James & Hoffman has a large and varied Wage and Hour practice, representing plaintiffs in individual and class actions under the Fair Labor Standards Act (“FLSA”), Title V of the U.S. Code, and a number of other statutes and administrative regulations guaranteeing private and public employees fair and accurate compensation for the work they perform. In the largest of these cases, James & Hoffman, in conjunction with the law firm of Bernstein & Lipsett, P.C., has been litigating the FLSA claims of some 15,000 federal law enforcement personnel at a wide range of federal agencies since 1990. The majority of these claims have by now been successfully concluded, including recent settlements on behalf of Marine Enforcement Officers who worked at the United States Customs Service and now at the Department of Homeland Security, and GS-5 and GS-7 Criminal Investigators at the Environmental Protection Agency, the Fish & Wildlife Service, the Naval Criminal Investigative Service, and the Internal Revenue Service.
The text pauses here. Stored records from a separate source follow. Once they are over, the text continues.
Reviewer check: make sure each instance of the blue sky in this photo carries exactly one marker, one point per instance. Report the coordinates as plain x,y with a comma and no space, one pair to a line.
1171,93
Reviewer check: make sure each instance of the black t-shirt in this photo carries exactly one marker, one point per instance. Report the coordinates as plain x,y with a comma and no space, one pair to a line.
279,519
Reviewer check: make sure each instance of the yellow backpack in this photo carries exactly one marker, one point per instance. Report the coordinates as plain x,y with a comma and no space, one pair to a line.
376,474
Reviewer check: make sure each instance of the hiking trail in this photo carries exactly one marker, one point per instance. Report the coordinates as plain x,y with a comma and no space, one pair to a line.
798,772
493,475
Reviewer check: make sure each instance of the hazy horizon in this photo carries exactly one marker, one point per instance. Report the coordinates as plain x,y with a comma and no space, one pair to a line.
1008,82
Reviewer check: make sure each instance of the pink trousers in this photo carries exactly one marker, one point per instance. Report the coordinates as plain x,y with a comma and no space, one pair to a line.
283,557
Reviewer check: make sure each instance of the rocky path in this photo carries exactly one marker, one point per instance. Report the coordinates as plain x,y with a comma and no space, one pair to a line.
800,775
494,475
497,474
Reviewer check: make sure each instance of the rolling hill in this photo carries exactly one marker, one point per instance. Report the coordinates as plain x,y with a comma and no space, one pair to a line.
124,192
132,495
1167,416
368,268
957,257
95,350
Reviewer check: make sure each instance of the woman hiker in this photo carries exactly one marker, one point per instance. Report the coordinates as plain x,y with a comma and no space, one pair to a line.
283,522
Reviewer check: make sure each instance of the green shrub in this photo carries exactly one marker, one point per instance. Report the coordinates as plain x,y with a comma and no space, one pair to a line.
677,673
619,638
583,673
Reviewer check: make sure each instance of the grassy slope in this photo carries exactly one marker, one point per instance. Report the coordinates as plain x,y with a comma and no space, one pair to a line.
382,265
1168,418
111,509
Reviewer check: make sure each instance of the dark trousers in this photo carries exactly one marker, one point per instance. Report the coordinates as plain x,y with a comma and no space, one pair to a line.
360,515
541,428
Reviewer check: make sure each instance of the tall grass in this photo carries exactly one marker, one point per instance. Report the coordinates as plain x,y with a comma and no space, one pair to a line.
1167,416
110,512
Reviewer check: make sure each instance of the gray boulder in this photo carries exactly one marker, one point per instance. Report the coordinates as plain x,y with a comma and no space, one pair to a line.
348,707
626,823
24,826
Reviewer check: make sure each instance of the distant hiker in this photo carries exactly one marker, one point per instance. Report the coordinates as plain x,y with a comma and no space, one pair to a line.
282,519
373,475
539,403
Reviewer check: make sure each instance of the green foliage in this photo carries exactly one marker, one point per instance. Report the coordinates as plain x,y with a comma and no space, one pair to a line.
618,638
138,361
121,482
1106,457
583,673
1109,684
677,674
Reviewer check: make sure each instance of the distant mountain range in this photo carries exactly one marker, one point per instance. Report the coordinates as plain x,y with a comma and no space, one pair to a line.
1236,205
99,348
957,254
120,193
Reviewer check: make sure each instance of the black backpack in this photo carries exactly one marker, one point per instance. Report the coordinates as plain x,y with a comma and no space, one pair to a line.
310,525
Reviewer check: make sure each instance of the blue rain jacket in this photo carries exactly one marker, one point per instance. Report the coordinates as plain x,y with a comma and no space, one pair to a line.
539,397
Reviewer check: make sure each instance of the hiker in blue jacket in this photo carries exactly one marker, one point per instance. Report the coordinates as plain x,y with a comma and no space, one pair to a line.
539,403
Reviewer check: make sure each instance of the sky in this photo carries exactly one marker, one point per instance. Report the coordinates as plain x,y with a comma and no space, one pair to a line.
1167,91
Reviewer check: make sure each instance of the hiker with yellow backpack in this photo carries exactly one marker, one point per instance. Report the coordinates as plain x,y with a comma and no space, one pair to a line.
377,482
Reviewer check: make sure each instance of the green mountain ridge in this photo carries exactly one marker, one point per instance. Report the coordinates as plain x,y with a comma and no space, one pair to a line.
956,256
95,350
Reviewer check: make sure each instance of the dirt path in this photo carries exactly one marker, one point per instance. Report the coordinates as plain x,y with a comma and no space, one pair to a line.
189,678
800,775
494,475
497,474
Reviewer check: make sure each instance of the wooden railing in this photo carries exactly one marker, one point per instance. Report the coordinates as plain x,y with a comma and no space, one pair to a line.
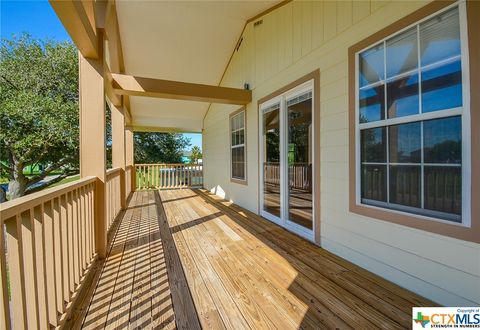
129,176
47,248
300,175
162,176
113,195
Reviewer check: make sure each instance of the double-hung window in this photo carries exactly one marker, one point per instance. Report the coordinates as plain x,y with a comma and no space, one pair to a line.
412,128
237,146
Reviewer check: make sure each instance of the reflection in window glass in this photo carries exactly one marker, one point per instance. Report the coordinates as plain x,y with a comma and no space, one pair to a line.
371,65
440,37
411,150
443,140
405,143
442,87
373,145
443,189
402,96
402,53
237,126
405,185
372,104
300,189
374,182
271,160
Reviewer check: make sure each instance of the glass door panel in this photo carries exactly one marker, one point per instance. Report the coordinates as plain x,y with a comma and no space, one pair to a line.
271,161
300,160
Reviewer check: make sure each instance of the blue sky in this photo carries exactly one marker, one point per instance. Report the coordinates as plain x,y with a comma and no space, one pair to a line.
39,20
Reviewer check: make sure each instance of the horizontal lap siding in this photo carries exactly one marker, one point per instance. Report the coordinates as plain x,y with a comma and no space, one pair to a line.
292,41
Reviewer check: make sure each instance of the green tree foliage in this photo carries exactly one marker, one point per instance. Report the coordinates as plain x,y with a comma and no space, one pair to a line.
153,148
195,154
38,109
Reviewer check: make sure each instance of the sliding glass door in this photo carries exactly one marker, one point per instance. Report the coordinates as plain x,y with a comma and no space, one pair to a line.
287,160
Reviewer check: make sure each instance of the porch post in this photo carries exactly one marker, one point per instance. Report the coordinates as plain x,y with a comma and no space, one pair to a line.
118,147
92,140
129,155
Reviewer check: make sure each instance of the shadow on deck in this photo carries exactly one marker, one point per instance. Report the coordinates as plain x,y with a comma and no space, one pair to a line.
188,259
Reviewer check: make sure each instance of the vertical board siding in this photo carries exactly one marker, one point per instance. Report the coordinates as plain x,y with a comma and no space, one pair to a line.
331,28
46,254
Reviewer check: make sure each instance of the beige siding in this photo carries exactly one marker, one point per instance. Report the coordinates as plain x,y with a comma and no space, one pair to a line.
291,42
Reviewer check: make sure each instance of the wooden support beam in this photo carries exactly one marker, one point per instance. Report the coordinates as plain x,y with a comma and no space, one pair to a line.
139,86
118,148
78,19
92,141
129,154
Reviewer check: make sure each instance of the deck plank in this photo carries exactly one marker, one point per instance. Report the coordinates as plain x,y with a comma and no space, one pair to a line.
189,259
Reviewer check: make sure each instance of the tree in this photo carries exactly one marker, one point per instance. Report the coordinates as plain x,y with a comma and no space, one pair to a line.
195,154
38,109
159,147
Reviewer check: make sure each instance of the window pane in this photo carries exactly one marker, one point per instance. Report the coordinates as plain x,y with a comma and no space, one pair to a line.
241,119
374,182
443,140
371,65
241,136
405,143
402,53
443,189
372,104
402,96
238,162
440,37
373,144
405,185
442,87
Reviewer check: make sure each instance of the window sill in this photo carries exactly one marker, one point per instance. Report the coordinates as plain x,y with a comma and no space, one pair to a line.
239,181
432,225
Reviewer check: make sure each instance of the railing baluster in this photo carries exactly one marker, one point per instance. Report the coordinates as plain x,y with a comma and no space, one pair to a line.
69,200
29,268
16,272
40,266
58,256
50,269
5,321
64,232
76,261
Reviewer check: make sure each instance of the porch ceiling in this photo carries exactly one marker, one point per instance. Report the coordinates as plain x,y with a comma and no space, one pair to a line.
189,41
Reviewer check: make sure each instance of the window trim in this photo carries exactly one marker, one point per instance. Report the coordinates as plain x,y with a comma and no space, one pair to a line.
243,181
315,76
469,229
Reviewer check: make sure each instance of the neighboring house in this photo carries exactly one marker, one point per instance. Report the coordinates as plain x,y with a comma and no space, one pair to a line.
353,124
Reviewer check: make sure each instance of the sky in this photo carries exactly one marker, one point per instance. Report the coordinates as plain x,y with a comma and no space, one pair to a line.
38,19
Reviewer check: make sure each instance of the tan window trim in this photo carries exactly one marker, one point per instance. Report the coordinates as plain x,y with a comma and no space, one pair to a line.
235,180
315,76
471,233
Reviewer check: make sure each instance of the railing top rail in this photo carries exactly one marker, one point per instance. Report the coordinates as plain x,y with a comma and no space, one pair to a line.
18,205
112,171
179,164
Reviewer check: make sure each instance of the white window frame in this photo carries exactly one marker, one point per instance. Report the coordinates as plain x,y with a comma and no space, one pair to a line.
241,112
308,86
463,111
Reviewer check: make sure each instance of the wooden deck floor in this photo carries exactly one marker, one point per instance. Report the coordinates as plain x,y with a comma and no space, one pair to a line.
187,259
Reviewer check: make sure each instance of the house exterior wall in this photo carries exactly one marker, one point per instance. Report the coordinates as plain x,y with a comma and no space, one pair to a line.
292,41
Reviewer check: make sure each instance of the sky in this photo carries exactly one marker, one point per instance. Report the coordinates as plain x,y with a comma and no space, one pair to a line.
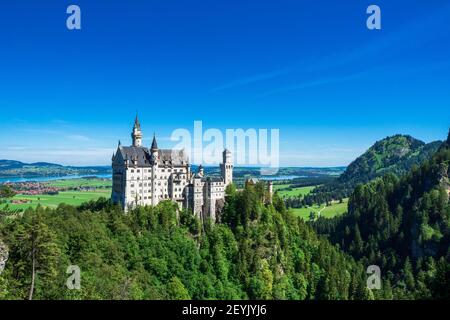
311,69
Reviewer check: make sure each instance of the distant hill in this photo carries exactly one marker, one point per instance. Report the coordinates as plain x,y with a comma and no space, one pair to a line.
402,223
396,154
12,168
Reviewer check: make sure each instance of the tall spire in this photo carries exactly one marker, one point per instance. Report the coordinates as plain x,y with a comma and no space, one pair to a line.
154,144
137,124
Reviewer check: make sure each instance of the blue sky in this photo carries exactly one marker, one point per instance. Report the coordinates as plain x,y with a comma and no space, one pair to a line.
309,68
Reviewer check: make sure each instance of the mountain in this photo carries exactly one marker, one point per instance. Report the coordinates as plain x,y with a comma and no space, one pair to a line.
403,226
13,169
396,154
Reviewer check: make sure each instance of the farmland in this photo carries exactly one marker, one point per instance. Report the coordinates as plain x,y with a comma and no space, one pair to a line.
334,209
285,190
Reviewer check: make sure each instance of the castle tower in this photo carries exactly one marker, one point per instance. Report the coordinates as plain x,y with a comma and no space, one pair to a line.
136,135
154,159
227,168
201,171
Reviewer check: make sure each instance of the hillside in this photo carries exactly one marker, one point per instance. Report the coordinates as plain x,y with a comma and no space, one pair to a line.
259,251
402,225
396,155
12,169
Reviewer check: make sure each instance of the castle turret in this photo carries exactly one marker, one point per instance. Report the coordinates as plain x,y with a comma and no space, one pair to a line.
270,190
154,144
136,135
201,171
227,168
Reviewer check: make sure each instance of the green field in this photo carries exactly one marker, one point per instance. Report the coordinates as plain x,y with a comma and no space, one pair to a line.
75,183
292,192
334,209
74,198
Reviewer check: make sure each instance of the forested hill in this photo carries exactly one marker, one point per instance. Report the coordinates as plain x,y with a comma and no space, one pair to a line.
396,154
402,225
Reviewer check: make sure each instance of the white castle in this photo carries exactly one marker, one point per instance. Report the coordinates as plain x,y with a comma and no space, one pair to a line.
145,177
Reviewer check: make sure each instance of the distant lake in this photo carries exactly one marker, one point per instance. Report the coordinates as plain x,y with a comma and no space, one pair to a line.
46,179
275,178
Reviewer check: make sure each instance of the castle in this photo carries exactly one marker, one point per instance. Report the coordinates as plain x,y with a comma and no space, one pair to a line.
143,176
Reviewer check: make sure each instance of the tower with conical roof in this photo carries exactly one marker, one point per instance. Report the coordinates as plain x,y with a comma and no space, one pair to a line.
226,167
136,134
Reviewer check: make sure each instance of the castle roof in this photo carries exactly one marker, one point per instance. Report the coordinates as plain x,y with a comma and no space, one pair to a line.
154,144
143,156
173,157
212,179
137,124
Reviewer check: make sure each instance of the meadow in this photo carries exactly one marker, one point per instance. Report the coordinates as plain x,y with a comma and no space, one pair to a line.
285,191
84,182
100,188
74,198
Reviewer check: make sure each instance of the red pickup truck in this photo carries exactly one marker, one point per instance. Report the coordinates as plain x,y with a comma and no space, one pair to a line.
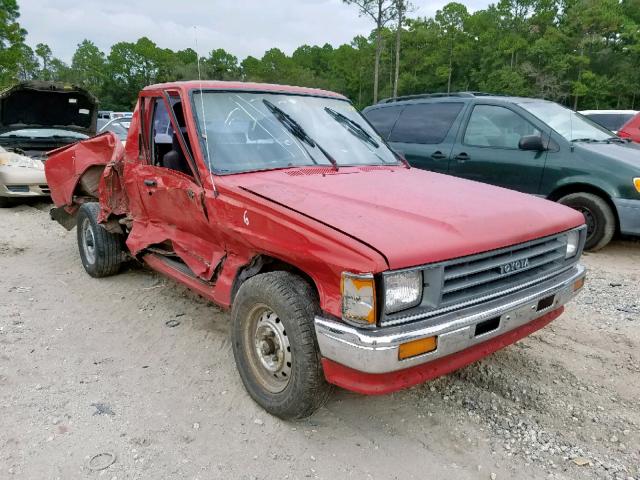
341,264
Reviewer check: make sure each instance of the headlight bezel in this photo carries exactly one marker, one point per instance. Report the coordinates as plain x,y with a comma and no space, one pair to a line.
354,298
389,277
574,243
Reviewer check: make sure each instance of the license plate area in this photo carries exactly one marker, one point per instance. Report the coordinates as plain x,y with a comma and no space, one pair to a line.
487,326
545,303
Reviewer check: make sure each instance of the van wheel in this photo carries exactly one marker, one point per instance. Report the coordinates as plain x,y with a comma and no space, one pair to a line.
601,222
275,347
101,251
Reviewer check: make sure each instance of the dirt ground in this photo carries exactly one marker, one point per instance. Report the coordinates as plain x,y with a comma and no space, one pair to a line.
89,367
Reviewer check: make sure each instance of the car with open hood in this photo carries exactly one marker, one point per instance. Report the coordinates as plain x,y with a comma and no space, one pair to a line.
340,263
36,117
526,144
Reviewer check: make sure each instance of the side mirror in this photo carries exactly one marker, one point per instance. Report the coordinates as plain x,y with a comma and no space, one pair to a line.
531,142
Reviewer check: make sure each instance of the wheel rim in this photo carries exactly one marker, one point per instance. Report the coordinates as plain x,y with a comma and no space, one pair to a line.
88,241
590,220
268,349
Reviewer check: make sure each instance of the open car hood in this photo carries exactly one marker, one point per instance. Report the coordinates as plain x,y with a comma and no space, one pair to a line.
48,105
412,217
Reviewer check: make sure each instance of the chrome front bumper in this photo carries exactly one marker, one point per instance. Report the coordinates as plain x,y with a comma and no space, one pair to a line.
376,351
22,182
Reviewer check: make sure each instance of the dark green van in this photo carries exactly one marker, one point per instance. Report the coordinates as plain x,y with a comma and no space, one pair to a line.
526,144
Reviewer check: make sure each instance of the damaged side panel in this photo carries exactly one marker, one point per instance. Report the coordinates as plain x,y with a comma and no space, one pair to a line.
66,167
171,210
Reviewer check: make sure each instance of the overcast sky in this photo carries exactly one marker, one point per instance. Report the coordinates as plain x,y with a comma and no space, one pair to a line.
242,27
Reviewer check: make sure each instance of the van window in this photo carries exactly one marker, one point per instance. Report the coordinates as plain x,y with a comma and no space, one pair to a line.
426,123
383,119
493,126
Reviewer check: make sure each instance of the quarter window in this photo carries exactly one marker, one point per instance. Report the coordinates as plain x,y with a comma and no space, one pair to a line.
494,126
383,119
426,123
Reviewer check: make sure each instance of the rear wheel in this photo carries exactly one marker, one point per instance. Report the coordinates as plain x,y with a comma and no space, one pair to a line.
600,219
101,251
274,345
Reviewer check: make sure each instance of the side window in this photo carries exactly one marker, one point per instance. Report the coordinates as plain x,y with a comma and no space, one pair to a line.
427,123
166,150
493,126
383,119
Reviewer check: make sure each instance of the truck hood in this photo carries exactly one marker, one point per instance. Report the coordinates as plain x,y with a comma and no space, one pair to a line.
48,105
410,216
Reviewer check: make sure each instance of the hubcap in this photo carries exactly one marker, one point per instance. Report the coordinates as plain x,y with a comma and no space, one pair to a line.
590,220
88,242
270,354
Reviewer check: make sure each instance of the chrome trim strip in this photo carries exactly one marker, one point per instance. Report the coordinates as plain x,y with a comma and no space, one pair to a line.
376,351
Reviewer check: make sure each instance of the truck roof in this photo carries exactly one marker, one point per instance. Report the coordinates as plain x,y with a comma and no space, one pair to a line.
190,85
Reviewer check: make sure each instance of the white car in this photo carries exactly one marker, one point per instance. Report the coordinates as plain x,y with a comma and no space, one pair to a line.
610,119
38,117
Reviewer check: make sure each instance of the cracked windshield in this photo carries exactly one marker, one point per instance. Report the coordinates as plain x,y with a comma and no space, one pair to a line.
249,131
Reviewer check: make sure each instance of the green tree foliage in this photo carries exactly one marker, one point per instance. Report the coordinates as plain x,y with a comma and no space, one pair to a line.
583,53
12,47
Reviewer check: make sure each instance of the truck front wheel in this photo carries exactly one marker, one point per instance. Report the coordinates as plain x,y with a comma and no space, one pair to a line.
600,220
274,345
101,251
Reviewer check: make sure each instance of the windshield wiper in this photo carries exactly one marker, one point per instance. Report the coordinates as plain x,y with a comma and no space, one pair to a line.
296,129
618,140
352,126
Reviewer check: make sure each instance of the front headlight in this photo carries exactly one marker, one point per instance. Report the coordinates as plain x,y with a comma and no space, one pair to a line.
358,298
10,159
573,243
402,290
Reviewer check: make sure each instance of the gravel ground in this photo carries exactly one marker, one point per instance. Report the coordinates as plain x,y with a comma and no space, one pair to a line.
91,376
We have submitted a proposed settlement agreement to the government for approval by the Attorney General on behalf of those plaintiffs who have reviewed their calculation and sent us their authorization forms. Government counsel has indicated that he is preparing a memorandum for submission to the Attorney General recommending that the settlement be approved. He anticipates submitting the memorandum to the AG in the near future. Thank you for your continued patience.
In early 2010, we reached agreement with DOJ on the settlement amounts for backpay and liquidated damages for the remaining 1811 and 1812 plaintiffs. Pursuant to a new procedure mandated by DOJ, we have sent out the proposed settlement amounts for approval by the remaining plaintiffs in those two series, principally IG and IG-like criminal investigators and criminal investigators who worked for the FBI.
The settlement was complicated by the fact that DCIS regularly underpaid its agents for AUO, and claims for the underpayment of AUO have 6 year rather than 2-3 year statute of limitations. After running many calculations on the amount of the unpaid AUO, we made a settlement proposal to DOJ, which decided that DCIS plaintiffs could either accept the FLSA settlement amount or litigate their AUO and the FLSA claims. Most DCIS plaintiffs elected to waive their AUO claim. While this process took several months, once we heard from the DCIS plaintiffs, the settlement was ready for DOJ final approval. NCIS, likely prodded by DOJ, elected to recalculate the amount DOJ had informally agreed upon as a settlement for the NCIS plaintiffs on the basis that many of the NCIS plaintiffs were not within the United States and a limited number of other geographical areas covered by the FLSA. (This belated dispute comes after we spent nearly two year disputing the exempt status of certain of its GS-12 plaintiffs and negotiating over the amount of AUO worked by NCIS agents within the FLSA time period.) We understand that the NCIS claims have been temporarily severed from the settlement that has now gone up for final approval within DOJ. This process has been long and tortured, and, as of the date of this update, September 1, 2010, we await final approval as well as a resolution of the NCIS dispute.
We are also working on settlement proposals for the non-1811 criminal investigators who worked at the United States Customs Service ("USCS") and the Department of Homeland Security ("DHS"), and for the investigators who worked at the Office of Personnel Management ("OPM").
James & Hoffman will update this information as developments occur.
James & Hoffman’s Wage and Hour practice is not limited to law enforcement officers or even to public employees. In Heath v. Perdue Farms, James & Hoffman successfully represented a large number of “chicken catchers” in eastern Maryland, Virginia and Delaware who worked for Perdue but were unlawfully treated as independent contractors and not paid for their overtime.
James & Hoffman’s Wage and Hour practice reflects the firm’s strongly-held belief that all workers no matter what their job is deserve a fair and honest wage in return for their labor.